Persetujuan tertuang dalam Surat Keputusan Anggota Dewan Komisioner OJK Nomor KEP-55/D.03/2026 tanggal 13 Juli 2026. Penggabungan dilakukan untuk memenuhi ketentuan Peraturan OJK Nomor 7 Tahun 2024 tentang Bank Perekonomian Rakyat dan Bank Perekonomian Rakyat Syariah.
Melalui penggabungan itu, seluruh aset dan kewajiban PT BPRS Rizky Barokah beralih kepada PT BPRS PNM Mentari sebagai entitas hasil penggabungan.

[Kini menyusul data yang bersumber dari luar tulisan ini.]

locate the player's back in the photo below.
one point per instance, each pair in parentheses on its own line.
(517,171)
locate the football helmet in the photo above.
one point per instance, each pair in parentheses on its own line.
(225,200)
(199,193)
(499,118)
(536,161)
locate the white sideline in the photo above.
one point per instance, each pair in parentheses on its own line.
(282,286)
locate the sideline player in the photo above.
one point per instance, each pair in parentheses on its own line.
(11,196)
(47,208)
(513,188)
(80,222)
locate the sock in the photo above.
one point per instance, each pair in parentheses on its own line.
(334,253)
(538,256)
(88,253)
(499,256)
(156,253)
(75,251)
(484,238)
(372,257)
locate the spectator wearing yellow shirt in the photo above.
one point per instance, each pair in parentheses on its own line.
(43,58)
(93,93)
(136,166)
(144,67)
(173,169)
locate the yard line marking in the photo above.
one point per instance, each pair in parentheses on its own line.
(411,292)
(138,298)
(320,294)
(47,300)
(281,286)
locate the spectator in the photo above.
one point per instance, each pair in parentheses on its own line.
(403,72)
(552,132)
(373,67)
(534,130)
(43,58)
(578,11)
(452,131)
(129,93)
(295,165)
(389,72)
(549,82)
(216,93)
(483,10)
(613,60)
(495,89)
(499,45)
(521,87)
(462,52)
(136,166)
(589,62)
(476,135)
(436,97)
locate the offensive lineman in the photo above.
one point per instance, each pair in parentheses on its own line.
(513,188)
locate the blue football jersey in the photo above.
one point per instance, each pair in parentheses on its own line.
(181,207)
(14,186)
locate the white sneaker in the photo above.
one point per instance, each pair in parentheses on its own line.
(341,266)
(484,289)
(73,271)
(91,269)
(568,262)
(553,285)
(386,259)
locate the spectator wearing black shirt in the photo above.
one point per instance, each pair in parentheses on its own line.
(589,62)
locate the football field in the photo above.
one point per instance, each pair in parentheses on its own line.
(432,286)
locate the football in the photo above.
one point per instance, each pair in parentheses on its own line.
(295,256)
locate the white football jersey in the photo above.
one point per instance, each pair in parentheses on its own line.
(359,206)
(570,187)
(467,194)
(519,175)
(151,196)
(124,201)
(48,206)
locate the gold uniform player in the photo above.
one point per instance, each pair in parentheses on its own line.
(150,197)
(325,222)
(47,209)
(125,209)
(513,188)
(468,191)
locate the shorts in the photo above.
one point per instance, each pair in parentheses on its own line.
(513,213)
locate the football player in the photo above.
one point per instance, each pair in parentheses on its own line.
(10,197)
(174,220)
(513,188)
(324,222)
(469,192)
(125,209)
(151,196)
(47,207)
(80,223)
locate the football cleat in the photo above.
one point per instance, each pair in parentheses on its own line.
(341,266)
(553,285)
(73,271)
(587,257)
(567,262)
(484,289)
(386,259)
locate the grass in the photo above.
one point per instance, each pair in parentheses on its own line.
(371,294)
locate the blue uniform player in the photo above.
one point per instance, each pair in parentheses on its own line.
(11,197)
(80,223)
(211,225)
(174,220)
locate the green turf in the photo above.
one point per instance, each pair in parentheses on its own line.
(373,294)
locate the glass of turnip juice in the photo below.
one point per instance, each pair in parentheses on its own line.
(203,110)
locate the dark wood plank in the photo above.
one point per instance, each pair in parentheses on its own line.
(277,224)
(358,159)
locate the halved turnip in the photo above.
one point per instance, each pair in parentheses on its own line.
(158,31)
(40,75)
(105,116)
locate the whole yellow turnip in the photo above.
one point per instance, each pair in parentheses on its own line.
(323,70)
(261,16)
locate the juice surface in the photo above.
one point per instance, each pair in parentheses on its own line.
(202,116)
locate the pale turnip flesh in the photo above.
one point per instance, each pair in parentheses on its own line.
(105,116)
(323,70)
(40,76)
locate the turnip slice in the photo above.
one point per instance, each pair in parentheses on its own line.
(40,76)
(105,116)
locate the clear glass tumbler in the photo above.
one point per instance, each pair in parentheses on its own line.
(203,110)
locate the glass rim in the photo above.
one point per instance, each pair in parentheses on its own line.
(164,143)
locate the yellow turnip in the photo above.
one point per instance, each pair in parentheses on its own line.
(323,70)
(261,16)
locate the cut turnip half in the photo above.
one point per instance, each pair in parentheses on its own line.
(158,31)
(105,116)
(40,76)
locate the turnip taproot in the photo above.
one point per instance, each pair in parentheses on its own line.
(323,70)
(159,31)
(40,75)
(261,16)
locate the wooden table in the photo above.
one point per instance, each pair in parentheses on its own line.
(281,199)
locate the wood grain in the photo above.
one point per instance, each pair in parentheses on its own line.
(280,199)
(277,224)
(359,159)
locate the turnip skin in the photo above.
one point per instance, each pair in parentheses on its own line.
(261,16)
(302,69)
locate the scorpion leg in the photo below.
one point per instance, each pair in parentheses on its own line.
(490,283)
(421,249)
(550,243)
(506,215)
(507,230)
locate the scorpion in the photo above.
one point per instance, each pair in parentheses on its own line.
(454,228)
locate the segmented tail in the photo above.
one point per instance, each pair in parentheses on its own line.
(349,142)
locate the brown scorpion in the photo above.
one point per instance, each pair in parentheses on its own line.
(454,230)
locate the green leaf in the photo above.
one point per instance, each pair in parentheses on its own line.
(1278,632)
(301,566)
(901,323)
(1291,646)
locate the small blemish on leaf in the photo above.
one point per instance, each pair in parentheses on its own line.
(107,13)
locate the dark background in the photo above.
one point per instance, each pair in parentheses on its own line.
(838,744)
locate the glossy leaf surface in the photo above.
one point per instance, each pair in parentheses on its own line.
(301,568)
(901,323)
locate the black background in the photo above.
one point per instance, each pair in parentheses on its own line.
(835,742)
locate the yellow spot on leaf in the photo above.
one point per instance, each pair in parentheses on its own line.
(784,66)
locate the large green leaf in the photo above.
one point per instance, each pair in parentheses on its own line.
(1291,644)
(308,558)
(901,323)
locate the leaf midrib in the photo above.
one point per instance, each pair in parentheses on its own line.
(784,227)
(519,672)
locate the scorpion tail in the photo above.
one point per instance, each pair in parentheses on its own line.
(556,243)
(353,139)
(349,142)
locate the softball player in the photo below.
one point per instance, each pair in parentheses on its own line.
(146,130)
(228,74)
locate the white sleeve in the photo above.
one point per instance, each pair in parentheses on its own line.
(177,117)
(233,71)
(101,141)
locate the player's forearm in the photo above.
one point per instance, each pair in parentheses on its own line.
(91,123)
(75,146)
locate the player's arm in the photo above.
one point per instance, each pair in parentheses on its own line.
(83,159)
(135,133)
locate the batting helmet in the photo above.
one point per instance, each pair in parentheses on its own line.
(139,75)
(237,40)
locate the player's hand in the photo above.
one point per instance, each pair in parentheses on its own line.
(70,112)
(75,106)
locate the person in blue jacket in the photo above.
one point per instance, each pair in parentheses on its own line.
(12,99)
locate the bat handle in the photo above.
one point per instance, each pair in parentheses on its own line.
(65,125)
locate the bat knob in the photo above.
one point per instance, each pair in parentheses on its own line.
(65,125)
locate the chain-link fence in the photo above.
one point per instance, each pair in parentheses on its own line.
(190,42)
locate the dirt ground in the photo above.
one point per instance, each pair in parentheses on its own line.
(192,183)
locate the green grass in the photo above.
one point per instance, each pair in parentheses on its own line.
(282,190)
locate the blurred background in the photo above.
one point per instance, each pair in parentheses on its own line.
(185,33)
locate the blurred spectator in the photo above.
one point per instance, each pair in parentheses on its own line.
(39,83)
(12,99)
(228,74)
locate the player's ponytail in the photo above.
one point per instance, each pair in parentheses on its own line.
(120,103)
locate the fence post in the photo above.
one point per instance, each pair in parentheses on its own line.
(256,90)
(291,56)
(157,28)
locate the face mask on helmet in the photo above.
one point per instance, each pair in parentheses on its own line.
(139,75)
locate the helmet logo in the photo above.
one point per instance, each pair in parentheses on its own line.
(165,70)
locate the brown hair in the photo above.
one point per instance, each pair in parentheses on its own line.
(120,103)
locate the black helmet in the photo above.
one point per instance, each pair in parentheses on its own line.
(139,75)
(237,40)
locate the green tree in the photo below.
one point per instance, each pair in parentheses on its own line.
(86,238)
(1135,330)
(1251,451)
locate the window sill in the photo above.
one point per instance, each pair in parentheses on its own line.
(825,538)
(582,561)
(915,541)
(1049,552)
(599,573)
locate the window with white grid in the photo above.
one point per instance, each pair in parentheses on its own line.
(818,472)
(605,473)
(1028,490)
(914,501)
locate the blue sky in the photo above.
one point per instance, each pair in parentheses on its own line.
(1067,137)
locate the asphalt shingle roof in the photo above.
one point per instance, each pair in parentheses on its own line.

Kantor pusat PT BPRS Rizky Barokah di Kota Tangerang Selatan selanjutnya beroperasi sebagai Kantor Cabang PT BPRS PNM Mentari yang berkedudukan di Kabupaten Garut.
Kepala OJK Tasikmalaya, Nofa Hermawati, dalam acara penyerahan surat keputusan tersebut mengatakan, konsolidasi BPR Syariah merupakan langkah strategis untuk meningkatkan ketahanan industri sekaligus memperluas kontribusinya terhadap perekonomian.
Penggabungan BPR Syariah ini menjadi momentum penting untuk memperkuat ketahanan industri, meningkatkan kapasitas permodalan, serta memperluas akses masyarakat terhadap layanan keuangan syariah yang berkualitas. "OJK akan terus mengawal proses konsolidasi agar berjalan sesuai ketentuan sehingga menghasilkan BPR Syariah yang sehat, adaptif, dan mampu memberikan nilai tambah bagi masyarakat serta perekonomian daerah,” kata Nofa.
Selain memperkuat struktur kelembagaan, penggabungan ini diharapkan meningkatkan kapasitas bisnis BPRS melalui perluasan jaringan layanan, pengembangan layanan digital, peningkatan kepercayaan masyarakat, serta penyediaan produk dan layanan keuangan syariah yang semakin inovatif dan inklusif.
Kepada manajemen PT BPRS PNM Mentari sebagai entitas hasil penggabungan, OJK meminta untuk segera menindaklanjuti berbagai langkah penguatan kelembagaan, antara lain meningkatkan rasio kas, memperbaiki kualitas pembiayaan, menyelesaikan pembiayaan bermasalah, memperkuat tata kelola, serta meningkatkan koordinasi secara berkelanjutan dengan OJK guna menjaga kinerja keuangan dan operasional BPRS tetap sehat dan berkelanjutan.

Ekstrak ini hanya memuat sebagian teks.